Le Directeur général actuel de l’UNESCO a également rendu hommage à celui qu’il qualifie de « pionnier », rappelant que les initiatives lancées par Mbow continuent d’influencer les politiques éducatives à travers le monde.
Une vie de principes
Jusqu’à la fin de sa vie, Amadou Makhtar Mbow est resté fidèle à ses principes : humilité, justice, et engagement au service des autres. Il n’a jamais cherché les honneurs pour lui-même, préférant se concentrer sur ses idées et leurs impacts.

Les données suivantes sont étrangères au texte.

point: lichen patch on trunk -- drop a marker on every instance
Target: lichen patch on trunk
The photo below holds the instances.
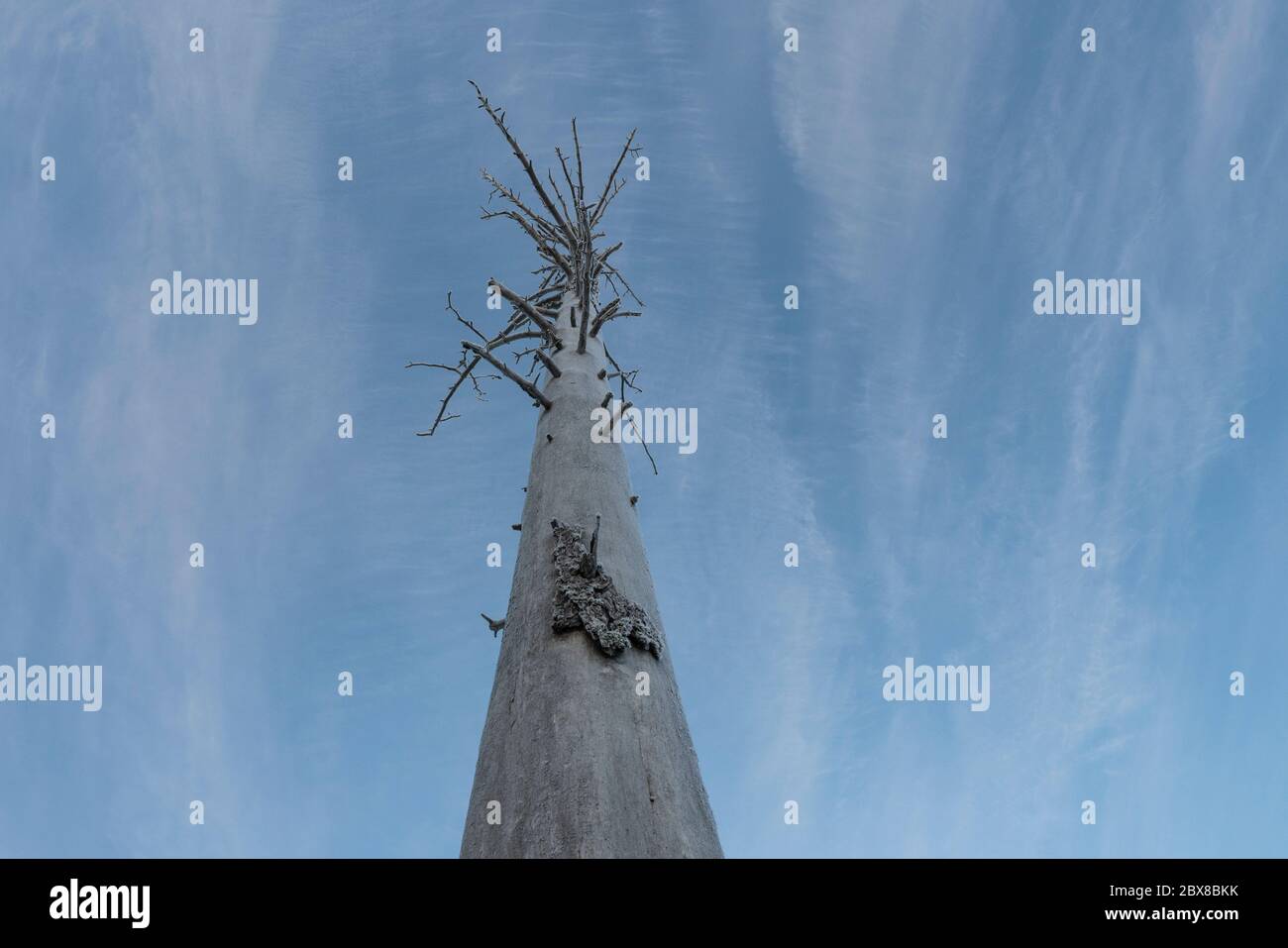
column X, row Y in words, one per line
column 587, row 599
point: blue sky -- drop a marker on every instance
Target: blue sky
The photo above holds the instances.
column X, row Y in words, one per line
column 768, row 168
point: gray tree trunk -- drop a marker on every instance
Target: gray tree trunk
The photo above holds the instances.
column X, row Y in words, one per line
column 578, row 763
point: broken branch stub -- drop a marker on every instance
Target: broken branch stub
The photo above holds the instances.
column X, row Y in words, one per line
column 593, row 604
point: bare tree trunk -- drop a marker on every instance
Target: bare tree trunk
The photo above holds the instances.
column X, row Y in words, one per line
column 574, row 760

L’héritage qu’il laisse est immense, et son nom restera gravé dans l’histoire non seulement du Sénégal, mais de toute l’humanité. Il rejoint désormais le panthéon des grandes figures africaines qui ont œuvré pour l’unité, l’éducation, et la dignité de leurs peuples.
Un dernier hommage
Amadou Makhtar Mbow sera inhumé à Dakar, sa ville natale, entouré de sa famille, de ses proches, et de nombreux Sénégalais reconnaissants. Des cérémonies nationales sont prévues pour honorer sa mémoire et son apport exceptionnel au pays et au monde.
La disparition de Mbow laisse un vide immense, mais son esprit continue de vivre à travers ses œuvres et les générations d’hommes et de femmes qu’il a inspirées.
Amadou Makhtar Mbow (1921-2024), un géant s’en va, mais son héritage demeure.